Happily the Rains Subside

posted in: Garden Sanctuaries | 32

 

Mud Turtle

 

Pipevine Swallowtail

 

Happily the rains subside.

Mud turtle crossing the yard

to the swollen creek stops

stock still. Distracted,

I turn away

for a moment.

Turning back, he’s gone.

 

Two pipevine swallowtails,

turquoise flashing against black,

sipping the last of the monarda,

swooping again and again,

taunting a thrasher

on the ground

who snaps up at them.

One keeps flapping

like a wind-whipped flag

while the other nectars

as if distracting the predator,

the way a mother

bird will distract

you away from a nest.

 

Green frogs in the still

Dripping pond with

Big golden eyes.

 

We are watching

each other, too.

 

Green Frog
Bull Frog and Green Frog

32 Responses

  1. Laurie Lindgren

    Thank you, you are a brilliant photographer and writer with such a keen eye and a loving heart. I appreciate your and all your richness of love and talent!

    • Betty Lou Chaika

      Laurie, it’s those pipevine swallowtails that are are brilliant! Such a nice surprise to see them here in the garden for the first time. I’m so happy to get to share this love of nature with you.

  2. Margot Ringenburg

    Lovely! Special moments, delightful & amusing critters!
    So happy to have your pond–and a joy for you, as well.

  3. Barb

    So happy for your pond and all the life surrounding it, and thankful for your noticing.

    • Betty Lou Chaika

      Barb, you have such a faithful practice of observing nature. I enjoy learning from your precious noticings, too! I had no idea that the pond would immediately attract such a diversity of frogs: bullfrogs, green frogs, Southern leopard frogs, and Cope’s gray tree frogs. The green frogs are our favorites because they come right up close, within inches of us, and watch everything we’re doing as if very curious.

  4. Marilyn Grubbs

    Beautiful photos and beautiful words! Thanks for introducing me to the pipevine swallowtails!

    • Betty Lou Chaika

      Thanks, Marilyn. Yes, the pipevine swallowtails are astoundingly beautiful. That flash of turquoise light from their wings is amazing. I’m grateful for their presence in this gorgeous world.

    • Betty Lou Chaika

      You’re welcome, Ann. I’m curious to know what butterflies you’ve been observing in your gardens. I was worried that there didn’t seem to be many this summer, but now it seems like it’s raining butterflies!
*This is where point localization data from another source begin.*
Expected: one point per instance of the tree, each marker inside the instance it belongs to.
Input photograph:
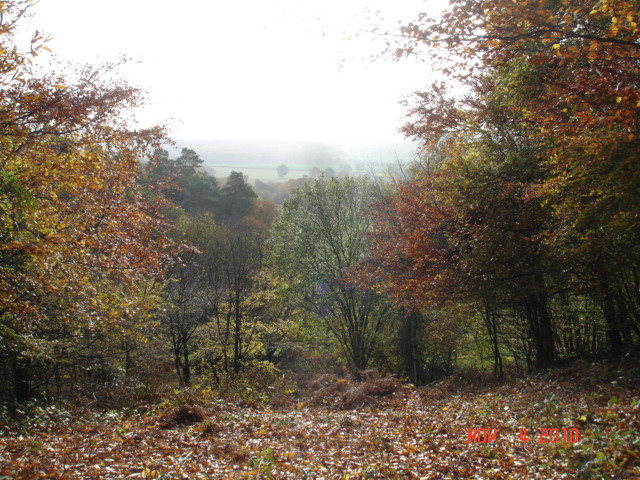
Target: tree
(236, 198)
(319, 235)
(283, 170)
(182, 182)
(74, 220)
(549, 104)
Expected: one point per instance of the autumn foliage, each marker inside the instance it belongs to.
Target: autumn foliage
(80, 240)
(525, 205)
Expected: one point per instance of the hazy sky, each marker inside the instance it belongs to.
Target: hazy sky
(247, 69)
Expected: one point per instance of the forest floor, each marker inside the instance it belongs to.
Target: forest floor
(579, 424)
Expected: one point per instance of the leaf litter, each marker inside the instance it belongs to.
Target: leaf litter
(345, 430)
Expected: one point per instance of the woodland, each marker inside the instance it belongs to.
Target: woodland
(476, 315)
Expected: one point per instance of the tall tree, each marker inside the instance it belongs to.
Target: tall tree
(73, 217)
(319, 235)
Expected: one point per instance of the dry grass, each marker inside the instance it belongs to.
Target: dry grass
(342, 394)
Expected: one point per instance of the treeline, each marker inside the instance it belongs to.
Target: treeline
(514, 243)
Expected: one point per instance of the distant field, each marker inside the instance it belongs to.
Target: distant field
(259, 159)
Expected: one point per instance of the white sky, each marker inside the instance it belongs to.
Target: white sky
(246, 69)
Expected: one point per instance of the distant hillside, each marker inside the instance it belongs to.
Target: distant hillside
(258, 159)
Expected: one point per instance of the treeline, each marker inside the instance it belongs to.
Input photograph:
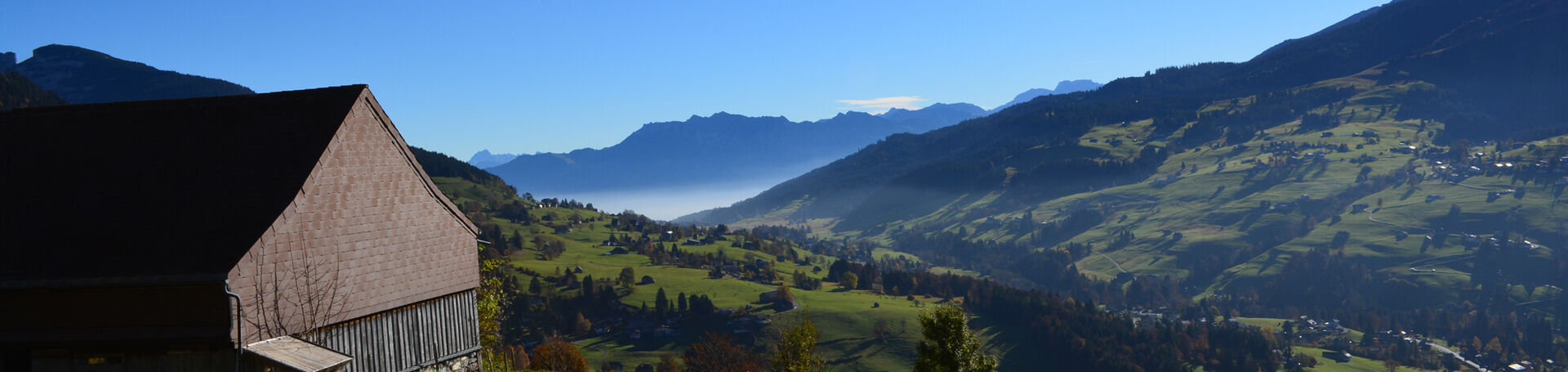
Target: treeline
(1073, 333)
(1327, 285)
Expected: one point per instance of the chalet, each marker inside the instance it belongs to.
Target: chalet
(1339, 356)
(284, 231)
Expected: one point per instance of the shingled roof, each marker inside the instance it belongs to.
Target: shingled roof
(156, 187)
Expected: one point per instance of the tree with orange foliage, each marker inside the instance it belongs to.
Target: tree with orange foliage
(719, 353)
(557, 355)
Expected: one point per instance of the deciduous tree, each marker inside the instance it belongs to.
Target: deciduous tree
(557, 355)
(719, 353)
(797, 351)
(949, 346)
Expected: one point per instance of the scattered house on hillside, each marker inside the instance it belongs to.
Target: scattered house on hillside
(1165, 181)
(283, 231)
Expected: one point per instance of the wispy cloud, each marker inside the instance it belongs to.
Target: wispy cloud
(883, 104)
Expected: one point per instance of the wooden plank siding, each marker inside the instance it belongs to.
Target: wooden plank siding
(407, 338)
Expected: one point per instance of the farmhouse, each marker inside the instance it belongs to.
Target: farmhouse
(284, 231)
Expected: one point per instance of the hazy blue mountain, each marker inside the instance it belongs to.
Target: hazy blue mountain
(16, 92)
(485, 159)
(1336, 25)
(82, 76)
(703, 153)
(1496, 68)
(1062, 88)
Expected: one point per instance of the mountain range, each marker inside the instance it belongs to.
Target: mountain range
(82, 76)
(720, 151)
(1165, 173)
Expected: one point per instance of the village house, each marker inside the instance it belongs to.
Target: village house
(284, 231)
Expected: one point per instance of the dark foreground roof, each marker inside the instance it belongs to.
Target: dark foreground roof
(156, 187)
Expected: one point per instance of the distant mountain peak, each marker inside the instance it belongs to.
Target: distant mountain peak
(485, 159)
(1062, 88)
(83, 76)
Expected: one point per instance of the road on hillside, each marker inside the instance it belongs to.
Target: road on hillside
(1455, 355)
(1371, 218)
(1128, 196)
(1112, 261)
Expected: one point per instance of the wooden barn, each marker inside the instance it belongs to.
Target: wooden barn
(284, 231)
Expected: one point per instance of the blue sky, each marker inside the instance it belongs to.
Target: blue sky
(559, 76)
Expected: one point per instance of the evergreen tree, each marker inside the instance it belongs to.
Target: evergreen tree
(797, 351)
(661, 303)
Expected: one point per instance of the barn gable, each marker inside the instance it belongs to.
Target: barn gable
(369, 220)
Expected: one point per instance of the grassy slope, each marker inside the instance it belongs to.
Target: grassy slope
(1356, 363)
(1213, 220)
(844, 319)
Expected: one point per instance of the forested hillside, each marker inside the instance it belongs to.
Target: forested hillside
(630, 291)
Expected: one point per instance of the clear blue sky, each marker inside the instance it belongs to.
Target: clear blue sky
(559, 76)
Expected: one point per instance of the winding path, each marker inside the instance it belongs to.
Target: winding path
(1112, 261)
(1371, 218)
(1455, 355)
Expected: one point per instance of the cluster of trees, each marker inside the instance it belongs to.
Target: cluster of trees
(1075, 334)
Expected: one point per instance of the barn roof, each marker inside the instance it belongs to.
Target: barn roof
(156, 187)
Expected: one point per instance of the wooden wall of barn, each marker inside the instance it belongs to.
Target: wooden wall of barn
(410, 338)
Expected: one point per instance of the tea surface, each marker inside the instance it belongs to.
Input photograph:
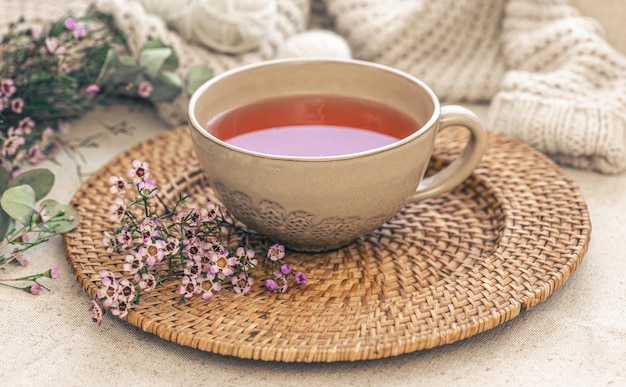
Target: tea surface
(312, 125)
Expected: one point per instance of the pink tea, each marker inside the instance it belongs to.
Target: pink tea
(312, 125)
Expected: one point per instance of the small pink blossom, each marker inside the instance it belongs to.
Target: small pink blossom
(270, 285)
(276, 252)
(153, 252)
(26, 124)
(70, 23)
(92, 89)
(35, 32)
(17, 105)
(285, 269)
(144, 89)
(134, 262)
(118, 185)
(35, 289)
(52, 44)
(54, 273)
(79, 33)
(118, 210)
(7, 87)
(301, 278)
(139, 171)
(96, 312)
(242, 283)
(34, 154)
(147, 282)
(110, 242)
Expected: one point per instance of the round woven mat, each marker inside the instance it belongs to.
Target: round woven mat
(440, 271)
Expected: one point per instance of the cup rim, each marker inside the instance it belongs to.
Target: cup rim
(426, 126)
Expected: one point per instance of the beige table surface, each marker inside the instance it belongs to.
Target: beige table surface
(576, 337)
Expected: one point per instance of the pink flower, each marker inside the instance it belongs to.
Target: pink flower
(139, 171)
(52, 44)
(35, 289)
(17, 105)
(118, 185)
(118, 210)
(54, 273)
(144, 89)
(7, 87)
(109, 242)
(285, 269)
(26, 125)
(134, 262)
(153, 252)
(70, 23)
(109, 292)
(92, 89)
(222, 263)
(35, 32)
(270, 285)
(276, 252)
(242, 283)
(301, 278)
(79, 33)
(147, 282)
(96, 312)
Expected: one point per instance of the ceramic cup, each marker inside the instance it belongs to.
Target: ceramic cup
(322, 203)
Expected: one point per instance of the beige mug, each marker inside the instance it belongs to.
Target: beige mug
(322, 203)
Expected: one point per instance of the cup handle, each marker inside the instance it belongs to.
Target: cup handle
(455, 173)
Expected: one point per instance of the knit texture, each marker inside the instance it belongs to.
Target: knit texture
(139, 26)
(550, 77)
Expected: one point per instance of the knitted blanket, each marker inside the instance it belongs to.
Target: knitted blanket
(548, 75)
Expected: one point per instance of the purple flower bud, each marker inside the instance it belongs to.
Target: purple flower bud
(34, 289)
(270, 285)
(285, 269)
(70, 23)
(301, 278)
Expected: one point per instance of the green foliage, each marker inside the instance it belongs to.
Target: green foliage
(19, 203)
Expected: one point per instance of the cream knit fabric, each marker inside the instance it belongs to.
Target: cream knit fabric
(548, 74)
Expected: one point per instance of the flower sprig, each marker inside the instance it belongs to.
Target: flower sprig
(25, 224)
(52, 74)
(200, 248)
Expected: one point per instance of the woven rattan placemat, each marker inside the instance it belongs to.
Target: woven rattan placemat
(440, 271)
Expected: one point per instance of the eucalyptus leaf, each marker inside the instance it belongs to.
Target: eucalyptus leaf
(4, 179)
(40, 179)
(6, 223)
(197, 76)
(19, 203)
(154, 43)
(166, 87)
(63, 218)
(126, 69)
(154, 59)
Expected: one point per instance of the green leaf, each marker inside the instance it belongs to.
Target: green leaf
(156, 60)
(4, 179)
(125, 69)
(166, 87)
(6, 222)
(40, 179)
(19, 203)
(63, 218)
(197, 76)
(154, 43)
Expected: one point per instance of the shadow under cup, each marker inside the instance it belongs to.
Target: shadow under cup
(314, 203)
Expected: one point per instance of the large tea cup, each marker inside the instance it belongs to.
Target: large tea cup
(317, 203)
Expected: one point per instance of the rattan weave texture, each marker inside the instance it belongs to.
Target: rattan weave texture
(440, 271)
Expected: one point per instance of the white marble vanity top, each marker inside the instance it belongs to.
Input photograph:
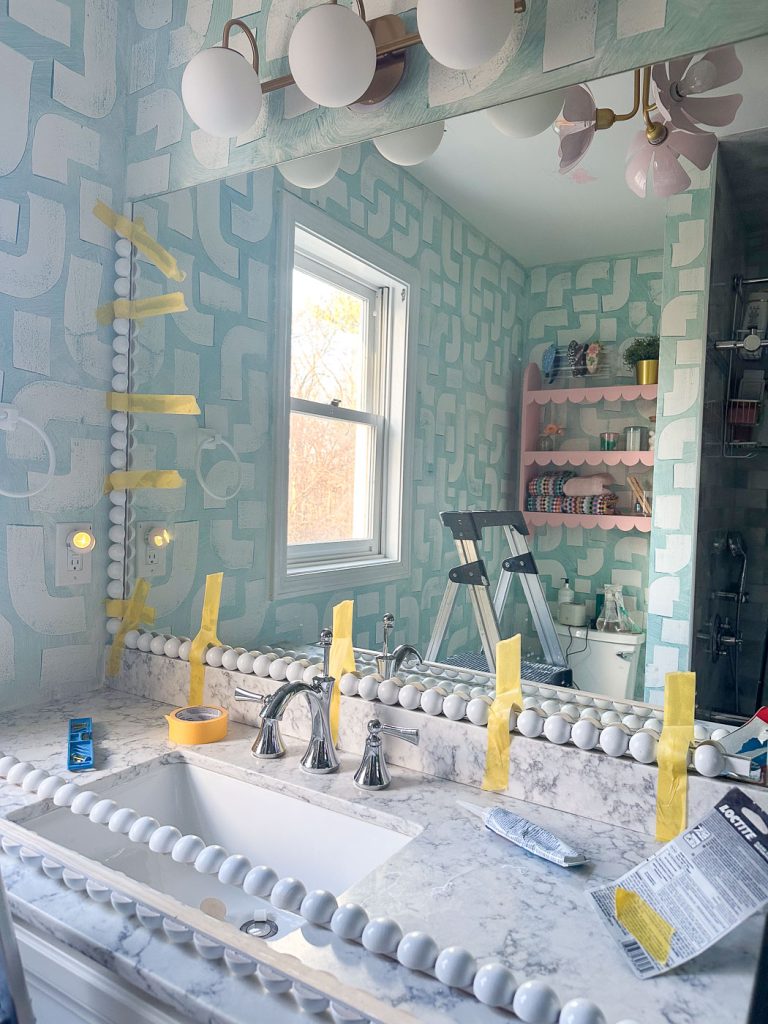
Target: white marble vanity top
(455, 880)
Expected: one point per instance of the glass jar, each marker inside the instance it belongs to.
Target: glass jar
(613, 616)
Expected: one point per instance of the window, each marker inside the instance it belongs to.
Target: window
(340, 493)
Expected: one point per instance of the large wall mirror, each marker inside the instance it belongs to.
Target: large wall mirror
(378, 345)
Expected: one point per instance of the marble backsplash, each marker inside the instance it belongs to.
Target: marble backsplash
(614, 791)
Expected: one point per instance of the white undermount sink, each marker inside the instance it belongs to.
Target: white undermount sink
(324, 848)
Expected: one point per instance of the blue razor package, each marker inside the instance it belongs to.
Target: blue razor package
(80, 745)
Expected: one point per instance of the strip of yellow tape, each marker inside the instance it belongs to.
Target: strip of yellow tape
(206, 634)
(155, 305)
(140, 479)
(677, 735)
(342, 657)
(117, 609)
(508, 695)
(135, 612)
(137, 235)
(650, 930)
(178, 404)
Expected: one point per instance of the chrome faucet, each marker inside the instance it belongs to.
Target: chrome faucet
(387, 665)
(320, 757)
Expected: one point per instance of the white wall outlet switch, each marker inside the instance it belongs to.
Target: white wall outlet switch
(75, 544)
(151, 556)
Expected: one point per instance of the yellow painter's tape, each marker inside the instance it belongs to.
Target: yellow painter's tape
(141, 479)
(206, 635)
(185, 728)
(342, 657)
(672, 755)
(639, 918)
(177, 404)
(135, 611)
(508, 696)
(117, 609)
(155, 305)
(137, 235)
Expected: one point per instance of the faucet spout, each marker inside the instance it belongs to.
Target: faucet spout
(320, 757)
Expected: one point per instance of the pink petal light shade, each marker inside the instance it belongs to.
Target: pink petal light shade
(669, 177)
(576, 126)
(677, 84)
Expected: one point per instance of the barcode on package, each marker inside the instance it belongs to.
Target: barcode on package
(640, 961)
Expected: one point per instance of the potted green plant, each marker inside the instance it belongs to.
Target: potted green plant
(642, 355)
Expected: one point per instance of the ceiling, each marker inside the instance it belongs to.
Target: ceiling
(511, 189)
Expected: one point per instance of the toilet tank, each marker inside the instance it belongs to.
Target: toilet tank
(602, 663)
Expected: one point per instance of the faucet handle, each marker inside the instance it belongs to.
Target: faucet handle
(373, 772)
(241, 693)
(326, 639)
(410, 735)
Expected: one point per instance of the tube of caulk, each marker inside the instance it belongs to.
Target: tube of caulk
(526, 835)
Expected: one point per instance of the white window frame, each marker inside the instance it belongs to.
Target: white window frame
(316, 568)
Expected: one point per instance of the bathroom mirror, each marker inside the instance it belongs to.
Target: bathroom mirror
(433, 287)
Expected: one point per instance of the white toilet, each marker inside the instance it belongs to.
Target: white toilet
(602, 663)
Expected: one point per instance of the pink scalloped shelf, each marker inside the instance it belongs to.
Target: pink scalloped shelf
(623, 522)
(566, 458)
(590, 395)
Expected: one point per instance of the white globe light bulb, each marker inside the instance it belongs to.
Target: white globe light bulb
(332, 55)
(464, 34)
(221, 91)
(312, 171)
(525, 118)
(413, 145)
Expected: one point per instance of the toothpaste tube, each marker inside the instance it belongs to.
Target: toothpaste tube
(527, 835)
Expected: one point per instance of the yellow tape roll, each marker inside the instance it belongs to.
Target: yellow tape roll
(342, 657)
(137, 235)
(198, 724)
(139, 479)
(156, 305)
(177, 404)
(508, 695)
(677, 735)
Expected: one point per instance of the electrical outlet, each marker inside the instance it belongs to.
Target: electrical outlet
(72, 567)
(151, 560)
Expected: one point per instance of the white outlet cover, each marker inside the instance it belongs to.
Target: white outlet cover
(151, 562)
(66, 572)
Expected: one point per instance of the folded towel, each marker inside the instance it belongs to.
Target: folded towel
(586, 485)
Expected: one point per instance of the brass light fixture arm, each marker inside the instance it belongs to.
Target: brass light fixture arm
(606, 118)
(249, 36)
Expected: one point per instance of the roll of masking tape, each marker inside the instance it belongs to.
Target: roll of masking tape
(201, 724)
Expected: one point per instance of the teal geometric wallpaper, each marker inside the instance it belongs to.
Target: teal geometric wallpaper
(61, 148)
(226, 236)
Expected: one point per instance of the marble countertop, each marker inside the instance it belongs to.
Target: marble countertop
(454, 880)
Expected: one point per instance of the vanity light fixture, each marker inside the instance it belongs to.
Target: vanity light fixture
(220, 89)
(672, 123)
(332, 54)
(412, 145)
(464, 34)
(338, 58)
(526, 118)
(312, 171)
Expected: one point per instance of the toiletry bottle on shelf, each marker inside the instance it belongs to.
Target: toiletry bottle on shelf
(565, 595)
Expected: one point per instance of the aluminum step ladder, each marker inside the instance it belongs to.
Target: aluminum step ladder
(466, 528)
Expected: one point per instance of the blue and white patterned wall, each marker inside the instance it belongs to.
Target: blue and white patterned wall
(61, 129)
(226, 236)
(611, 301)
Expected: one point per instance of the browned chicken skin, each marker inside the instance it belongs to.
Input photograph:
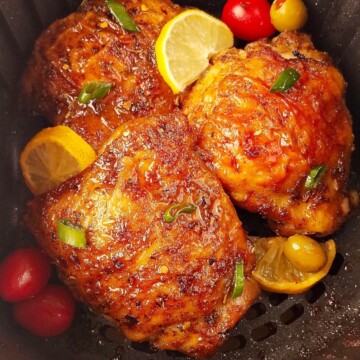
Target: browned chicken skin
(262, 145)
(89, 45)
(167, 283)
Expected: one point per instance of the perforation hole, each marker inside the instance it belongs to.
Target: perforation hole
(233, 343)
(337, 264)
(277, 299)
(263, 332)
(291, 314)
(315, 293)
(255, 311)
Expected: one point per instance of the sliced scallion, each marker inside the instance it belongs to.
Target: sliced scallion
(94, 90)
(239, 280)
(173, 211)
(285, 81)
(314, 177)
(71, 234)
(121, 16)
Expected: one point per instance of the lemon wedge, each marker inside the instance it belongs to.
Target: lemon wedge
(52, 156)
(275, 272)
(185, 45)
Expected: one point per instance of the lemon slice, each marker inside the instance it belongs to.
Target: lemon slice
(52, 156)
(185, 45)
(276, 273)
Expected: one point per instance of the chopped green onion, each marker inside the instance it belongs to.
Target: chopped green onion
(71, 234)
(285, 81)
(178, 209)
(94, 90)
(121, 16)
(315, 176)
(239, 280)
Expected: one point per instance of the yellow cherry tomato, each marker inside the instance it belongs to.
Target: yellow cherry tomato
(304, 253)
(288, 14)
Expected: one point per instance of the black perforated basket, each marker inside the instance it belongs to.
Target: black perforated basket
(323, 323)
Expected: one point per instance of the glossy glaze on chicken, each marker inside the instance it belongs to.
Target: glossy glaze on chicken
(167, 283)
(89, 45)
(263, 145)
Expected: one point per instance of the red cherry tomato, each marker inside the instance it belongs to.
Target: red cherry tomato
(48, 313)
(248, 19)
(23, 274)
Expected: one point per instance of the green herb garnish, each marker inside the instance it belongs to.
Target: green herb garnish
(94, 90)
(71, 234)
(315, 176)
(239, 280)
(285, 81)
(173, 211)
(121, 16)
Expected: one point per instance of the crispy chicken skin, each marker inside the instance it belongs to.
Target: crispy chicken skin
(167, 283)
(263, 145)
(89, 45)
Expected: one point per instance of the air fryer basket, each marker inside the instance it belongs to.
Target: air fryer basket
(323, 323)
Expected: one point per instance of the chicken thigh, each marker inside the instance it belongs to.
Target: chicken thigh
(169, 282)
(90, 46)
(284, 155)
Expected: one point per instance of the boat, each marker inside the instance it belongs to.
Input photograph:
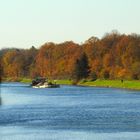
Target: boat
(43, 83)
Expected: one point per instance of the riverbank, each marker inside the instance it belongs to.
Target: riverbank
(126, 84)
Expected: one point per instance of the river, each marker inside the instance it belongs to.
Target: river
(68, 113)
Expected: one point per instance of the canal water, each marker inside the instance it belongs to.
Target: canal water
(68, 113)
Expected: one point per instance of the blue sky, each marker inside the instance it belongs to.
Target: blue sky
(24, 23)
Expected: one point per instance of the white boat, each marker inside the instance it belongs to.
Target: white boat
(42, 83)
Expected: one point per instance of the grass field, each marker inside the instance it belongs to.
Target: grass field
(128, 84)
(134, 84)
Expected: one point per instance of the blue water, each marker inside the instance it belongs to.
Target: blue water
(68, 113)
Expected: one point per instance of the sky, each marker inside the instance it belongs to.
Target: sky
(26, 23)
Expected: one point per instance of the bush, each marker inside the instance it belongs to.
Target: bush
(93, 76)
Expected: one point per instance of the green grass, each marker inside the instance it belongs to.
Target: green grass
(133, 84)
(128, 84)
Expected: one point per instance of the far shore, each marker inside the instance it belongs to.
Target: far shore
(125, 84)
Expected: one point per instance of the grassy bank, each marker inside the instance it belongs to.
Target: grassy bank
(128, 84)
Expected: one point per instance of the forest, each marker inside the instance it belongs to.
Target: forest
(114, 56)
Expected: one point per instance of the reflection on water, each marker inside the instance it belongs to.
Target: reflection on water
(69, 112)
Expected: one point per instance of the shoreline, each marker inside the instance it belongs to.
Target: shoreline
(127, 84)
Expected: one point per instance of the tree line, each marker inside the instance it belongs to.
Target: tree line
(115, 56)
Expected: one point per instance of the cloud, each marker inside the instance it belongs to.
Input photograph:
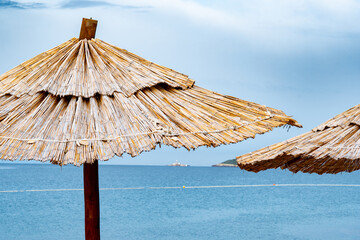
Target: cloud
(84, 4)
(20, 5)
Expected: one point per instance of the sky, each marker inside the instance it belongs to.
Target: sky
(300, 56)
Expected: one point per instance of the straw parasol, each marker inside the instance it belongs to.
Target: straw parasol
(332, 147)
(86, 100)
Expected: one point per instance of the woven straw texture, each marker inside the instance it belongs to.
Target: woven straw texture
(87, 100)
(332, 147)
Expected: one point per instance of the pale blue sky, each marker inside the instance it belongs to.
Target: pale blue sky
(300, 56)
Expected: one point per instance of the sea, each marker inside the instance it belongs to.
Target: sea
(43, 201)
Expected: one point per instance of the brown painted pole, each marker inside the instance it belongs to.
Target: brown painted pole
(91, 173)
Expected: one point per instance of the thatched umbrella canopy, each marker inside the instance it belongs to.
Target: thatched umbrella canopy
(332, 147)
(87, 100)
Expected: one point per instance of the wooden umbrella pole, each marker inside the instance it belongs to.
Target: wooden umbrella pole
(91, 170)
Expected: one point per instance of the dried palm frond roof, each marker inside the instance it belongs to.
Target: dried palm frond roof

I’m happy and relieved

  5. Jill Over

    Nature keeps giving and giving and so do you, Betty Lou! with love, jill

    • Betty Lou Chaika

      You have an eye for beauty, too, Donna! I first saw pipevine swallowtails landing on smooth coneflowers at one of the Durham diabase sites. We do have some Aristolochia (their host plants), but it was still a wonderful surprise to see them here.

  6. Vicki

    Lovely to observe these gorgeous creatures happily being gorgeous creatures. May their contentment drift into yours.

    • Betty Lou Chaika

      Yes, Libby, it’s really about blessing, isn’t it. Blessing the creatures whose land we live in. Blessing the whole web of interactions and awareness these creatures share. Blessing them by stepping for a moment into that web of shared awareness. Blessing each other when we tell the story of such a moment.

  7. Amina Linda McMakin

    Beautiful! Inspires me to start hanging out at our own “Turtle Cove” pond again!

    • Betty Lou Chaika

      Amina, please do let us know what you observe when you hang with the critters at Turtle Cove. I love that name! My imagination is running wild with what you might find there.

  8. Ralph Earle

    Thanks for sharing, Betty Lou. I love your close observations and the way you stay with the scene, even while placing yourself inside it. The photos are remarkable!

    • Betty Lou Chaika

      Diantha, if I could somehow contribute to inspiring people to spend more time in and love nature again, the way we used to, even while all this destruction is taking place, I would be grateful

  9. Riverdave

    thanks betty lou for capturing that special moment! is that a mud turtle or a musk turtle? usually i find the mud turtle has a flatter shell than the one in your photo, but i imagine you did your research on this … rd

    • Betty Lou Chaika

      rd, thanks for making me look deeper into the differences between mud and musk turtles. I wish we had looked at his lower shell. That would have really distinguished them. He was traveling overland, which musk turtles rarely do. Our definitive “research”, however, is that David did pick him up and he did not leave that musky “stinkpot” smell!